建設キャリアアップシステムの運用に合わせ、登録基幹技能者講習の創設を検討している専門工事業団体が増えている。建設キャリアアップシステムを活用した技能者の能力評価では、登録基幹技能者の有資格者を4段階で最高の「レベル4」に位置付けるため、講習のない職種の技能者はレベル4の評価を受けることができない。建築大工(ツーバイフォーなど)と土工で制度創設に向けた検討会が発足している他、ALCパネルなど3職種にも講習創設に向けた具体的な動きがある。
登録基幹技能者は、専門工事業団体を実施機関とする講習を受講した技能者に与えられる資格制度。各団体は、建設業法施行規則に基づく国土交通省の登録を受ける必要があり、現在は33職種が登録済み。18年3月末時点の有資格者数は6万2267人。
国交省は、建設キャリアアップシステに蓄積する就業履歴と資格情報を活用し、技能者の能力評価制度の構築を検討している。この中で、レベル1〜4の最高位に位置付けるレベル4には、登録基幹技能者を位置付けることになっており、システムに登録した登録基幹技能者にはゴールドカードが配布される。
ただ、レベル4の能力評価は、就業履歴やその他の資格取得を問わず、登録基幹技能者の有資格者に与えられる。
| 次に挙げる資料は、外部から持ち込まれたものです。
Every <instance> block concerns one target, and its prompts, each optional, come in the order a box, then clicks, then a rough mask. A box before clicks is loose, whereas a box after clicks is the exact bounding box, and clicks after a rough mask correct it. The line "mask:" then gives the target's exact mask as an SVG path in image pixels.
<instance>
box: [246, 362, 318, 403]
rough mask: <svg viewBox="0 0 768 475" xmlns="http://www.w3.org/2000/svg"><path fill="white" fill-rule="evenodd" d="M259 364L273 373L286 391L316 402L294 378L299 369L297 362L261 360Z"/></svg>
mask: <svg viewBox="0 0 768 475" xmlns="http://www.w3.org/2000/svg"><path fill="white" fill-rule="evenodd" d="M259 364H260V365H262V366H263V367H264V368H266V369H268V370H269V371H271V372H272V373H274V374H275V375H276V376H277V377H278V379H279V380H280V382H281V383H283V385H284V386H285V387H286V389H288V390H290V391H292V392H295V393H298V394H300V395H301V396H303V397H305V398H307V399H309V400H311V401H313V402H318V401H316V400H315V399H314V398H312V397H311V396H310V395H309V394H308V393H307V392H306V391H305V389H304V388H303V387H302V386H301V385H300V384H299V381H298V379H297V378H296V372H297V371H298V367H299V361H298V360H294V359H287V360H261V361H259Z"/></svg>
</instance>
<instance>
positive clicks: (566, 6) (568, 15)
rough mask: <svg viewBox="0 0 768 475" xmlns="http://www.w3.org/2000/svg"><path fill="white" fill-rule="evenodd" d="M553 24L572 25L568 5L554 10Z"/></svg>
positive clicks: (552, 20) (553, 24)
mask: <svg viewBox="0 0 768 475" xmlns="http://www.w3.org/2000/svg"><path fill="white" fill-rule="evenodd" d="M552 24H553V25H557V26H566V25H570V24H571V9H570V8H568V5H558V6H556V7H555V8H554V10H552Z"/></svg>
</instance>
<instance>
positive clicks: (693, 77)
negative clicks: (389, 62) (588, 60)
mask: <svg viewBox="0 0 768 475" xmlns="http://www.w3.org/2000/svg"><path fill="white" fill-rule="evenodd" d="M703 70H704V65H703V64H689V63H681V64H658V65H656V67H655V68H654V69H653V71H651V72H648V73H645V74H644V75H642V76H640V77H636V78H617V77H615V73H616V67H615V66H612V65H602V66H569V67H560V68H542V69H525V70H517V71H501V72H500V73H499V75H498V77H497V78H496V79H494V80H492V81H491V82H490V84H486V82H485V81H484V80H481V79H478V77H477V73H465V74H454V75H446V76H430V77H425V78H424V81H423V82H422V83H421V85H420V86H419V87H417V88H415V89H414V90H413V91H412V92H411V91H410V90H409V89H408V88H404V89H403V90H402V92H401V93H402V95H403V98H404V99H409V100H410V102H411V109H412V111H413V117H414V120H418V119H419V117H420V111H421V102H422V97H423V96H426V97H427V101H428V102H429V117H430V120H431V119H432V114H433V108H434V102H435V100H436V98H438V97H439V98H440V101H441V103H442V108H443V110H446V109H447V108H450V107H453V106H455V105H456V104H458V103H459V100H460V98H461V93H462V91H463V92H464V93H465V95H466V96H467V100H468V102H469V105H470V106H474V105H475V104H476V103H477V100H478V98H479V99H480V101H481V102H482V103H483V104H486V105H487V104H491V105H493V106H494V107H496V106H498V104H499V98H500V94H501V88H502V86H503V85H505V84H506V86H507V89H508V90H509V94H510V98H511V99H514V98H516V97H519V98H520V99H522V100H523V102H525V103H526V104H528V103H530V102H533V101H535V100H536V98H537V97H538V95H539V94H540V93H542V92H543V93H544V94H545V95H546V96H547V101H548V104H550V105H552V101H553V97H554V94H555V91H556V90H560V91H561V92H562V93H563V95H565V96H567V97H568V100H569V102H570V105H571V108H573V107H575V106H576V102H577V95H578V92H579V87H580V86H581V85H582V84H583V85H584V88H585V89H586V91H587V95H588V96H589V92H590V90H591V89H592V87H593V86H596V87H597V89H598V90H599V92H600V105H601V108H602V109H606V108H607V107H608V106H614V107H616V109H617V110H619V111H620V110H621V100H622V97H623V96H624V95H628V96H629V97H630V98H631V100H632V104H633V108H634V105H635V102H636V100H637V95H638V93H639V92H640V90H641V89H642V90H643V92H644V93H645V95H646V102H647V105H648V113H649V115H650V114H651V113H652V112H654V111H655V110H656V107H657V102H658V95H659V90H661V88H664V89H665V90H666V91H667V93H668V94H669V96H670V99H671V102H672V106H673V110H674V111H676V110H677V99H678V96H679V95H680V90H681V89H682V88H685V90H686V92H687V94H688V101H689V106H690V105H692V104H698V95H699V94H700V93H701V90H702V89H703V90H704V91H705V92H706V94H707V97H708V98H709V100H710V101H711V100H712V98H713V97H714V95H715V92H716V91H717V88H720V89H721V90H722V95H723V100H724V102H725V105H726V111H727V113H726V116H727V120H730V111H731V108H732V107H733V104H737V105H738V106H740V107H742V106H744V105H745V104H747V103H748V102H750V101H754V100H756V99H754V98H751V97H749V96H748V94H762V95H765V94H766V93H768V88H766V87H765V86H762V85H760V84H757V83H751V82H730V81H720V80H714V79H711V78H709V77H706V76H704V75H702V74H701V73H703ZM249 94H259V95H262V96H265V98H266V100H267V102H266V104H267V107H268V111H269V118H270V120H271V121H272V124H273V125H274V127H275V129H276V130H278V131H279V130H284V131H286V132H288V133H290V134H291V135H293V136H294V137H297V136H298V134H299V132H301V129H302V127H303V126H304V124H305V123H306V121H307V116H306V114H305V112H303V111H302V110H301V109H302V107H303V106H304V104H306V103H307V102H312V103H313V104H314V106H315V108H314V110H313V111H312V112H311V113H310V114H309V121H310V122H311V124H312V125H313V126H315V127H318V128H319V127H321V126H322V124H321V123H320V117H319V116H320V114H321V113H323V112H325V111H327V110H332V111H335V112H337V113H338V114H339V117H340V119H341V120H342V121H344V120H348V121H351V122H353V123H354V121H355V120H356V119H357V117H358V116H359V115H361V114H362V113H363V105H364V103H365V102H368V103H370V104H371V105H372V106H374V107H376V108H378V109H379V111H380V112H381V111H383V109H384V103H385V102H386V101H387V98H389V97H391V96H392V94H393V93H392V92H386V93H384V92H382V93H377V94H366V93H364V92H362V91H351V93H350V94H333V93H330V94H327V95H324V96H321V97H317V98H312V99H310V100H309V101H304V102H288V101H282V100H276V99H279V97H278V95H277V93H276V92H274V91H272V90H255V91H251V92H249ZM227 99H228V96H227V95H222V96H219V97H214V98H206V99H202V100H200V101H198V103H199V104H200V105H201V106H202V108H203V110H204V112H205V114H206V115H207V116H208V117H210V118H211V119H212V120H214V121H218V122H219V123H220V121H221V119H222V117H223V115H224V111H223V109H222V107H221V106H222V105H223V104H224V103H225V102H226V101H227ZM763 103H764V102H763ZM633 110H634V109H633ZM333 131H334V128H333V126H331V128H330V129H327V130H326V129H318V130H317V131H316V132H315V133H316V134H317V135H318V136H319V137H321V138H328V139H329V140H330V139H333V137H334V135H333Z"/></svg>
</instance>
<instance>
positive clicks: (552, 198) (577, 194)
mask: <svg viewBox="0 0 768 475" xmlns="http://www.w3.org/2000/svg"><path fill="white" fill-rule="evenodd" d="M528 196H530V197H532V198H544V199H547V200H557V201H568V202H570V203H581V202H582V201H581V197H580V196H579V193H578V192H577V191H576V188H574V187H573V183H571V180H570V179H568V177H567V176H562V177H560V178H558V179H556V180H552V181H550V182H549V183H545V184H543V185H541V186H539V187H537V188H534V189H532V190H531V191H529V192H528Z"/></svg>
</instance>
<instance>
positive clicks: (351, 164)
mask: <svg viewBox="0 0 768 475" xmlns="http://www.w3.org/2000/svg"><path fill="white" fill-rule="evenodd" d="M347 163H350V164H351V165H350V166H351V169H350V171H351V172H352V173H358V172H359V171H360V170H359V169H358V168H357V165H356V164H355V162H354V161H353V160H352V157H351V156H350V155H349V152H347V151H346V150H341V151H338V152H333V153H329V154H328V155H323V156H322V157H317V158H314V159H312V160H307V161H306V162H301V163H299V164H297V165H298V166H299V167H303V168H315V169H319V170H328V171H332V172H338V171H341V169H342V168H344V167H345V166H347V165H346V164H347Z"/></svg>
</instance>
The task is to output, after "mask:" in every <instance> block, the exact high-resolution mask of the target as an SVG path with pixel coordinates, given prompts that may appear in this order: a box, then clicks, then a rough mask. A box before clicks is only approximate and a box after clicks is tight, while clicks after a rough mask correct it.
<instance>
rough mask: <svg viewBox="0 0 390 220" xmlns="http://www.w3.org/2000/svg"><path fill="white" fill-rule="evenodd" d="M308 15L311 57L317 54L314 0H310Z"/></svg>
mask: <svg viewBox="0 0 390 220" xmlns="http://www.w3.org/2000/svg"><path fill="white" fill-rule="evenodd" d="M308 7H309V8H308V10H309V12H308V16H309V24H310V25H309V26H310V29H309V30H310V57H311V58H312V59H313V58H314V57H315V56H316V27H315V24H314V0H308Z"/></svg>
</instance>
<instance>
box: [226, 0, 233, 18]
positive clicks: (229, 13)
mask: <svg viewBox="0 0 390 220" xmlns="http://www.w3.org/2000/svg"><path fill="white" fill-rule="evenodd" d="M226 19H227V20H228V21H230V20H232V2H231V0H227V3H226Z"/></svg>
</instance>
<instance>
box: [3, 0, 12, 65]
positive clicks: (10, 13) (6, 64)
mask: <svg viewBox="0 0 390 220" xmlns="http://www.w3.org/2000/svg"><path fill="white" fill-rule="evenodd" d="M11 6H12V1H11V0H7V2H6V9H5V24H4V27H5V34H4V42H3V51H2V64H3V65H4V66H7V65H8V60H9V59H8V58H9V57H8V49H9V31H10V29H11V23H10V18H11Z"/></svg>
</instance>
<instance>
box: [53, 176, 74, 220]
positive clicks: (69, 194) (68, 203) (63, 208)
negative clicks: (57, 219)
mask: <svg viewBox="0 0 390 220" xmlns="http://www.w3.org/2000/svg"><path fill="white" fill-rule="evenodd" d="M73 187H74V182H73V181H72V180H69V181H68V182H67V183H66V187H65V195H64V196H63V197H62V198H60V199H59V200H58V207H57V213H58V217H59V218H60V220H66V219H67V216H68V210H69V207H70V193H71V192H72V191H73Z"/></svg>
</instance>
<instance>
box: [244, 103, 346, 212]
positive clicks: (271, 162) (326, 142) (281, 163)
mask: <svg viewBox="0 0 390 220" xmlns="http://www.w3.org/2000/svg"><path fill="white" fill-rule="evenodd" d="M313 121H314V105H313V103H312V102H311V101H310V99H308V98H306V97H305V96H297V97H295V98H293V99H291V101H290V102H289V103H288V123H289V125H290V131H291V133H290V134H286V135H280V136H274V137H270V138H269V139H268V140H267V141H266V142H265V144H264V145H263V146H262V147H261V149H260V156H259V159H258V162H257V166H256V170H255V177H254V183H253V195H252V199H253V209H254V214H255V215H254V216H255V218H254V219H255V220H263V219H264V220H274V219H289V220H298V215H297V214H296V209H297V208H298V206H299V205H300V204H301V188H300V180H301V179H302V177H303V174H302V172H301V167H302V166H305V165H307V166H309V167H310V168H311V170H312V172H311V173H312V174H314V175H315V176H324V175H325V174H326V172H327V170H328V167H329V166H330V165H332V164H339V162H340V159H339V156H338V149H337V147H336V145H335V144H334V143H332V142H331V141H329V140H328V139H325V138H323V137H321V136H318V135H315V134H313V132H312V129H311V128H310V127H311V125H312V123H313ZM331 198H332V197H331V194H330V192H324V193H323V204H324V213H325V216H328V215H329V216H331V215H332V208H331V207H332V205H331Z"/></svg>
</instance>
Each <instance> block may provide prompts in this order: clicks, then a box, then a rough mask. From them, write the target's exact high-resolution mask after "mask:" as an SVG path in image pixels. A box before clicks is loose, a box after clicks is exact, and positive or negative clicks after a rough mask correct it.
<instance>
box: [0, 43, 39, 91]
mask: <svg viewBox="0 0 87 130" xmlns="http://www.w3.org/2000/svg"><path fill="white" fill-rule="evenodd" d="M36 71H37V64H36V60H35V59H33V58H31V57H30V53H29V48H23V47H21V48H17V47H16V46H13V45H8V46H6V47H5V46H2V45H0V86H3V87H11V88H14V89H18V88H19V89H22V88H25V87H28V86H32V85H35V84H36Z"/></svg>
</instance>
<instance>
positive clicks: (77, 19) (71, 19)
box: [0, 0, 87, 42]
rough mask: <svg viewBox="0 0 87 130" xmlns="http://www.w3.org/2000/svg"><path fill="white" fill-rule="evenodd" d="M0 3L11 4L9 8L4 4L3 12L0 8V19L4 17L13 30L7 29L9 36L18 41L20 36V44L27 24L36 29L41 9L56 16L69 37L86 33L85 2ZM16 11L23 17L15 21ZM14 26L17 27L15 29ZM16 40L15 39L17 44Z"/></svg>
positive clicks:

このため、講習のない職種では、技能者がレベル4の能力評価を受けることができないため、未登録の職種の団体に登録の動きが出始めている。
既に木造建築の技能者向けに登録のある建築大工では、ツーバイフォーやプレハブ建築の大工職も資格を取得できるよう、講習内容の見直しが検討されている。今年8月には、現在の実施機関である全国中小建築工事業団体連合会に関係団体が加わった検討会も発足している。土工でも、機械土工の講習を実施している日本機械土工協会を事務局として、新たな講習の創設に向けた検討会が発足した。
建築大工と土工の検討会では、登録基幹技能者講習の創設に加え、レベル2(中堅技能者)、レベル3(職長・熟練技能者)の能力評価基準も合わせて検討し、能力評価制度全体の構築も見据えている。
この他、ALC協会(ALCパネル)、CB工法協会(溶接)、全国さく井協会(さく井)の3職種にも、国交省への登録申請に向けた具体的な動きがあるという。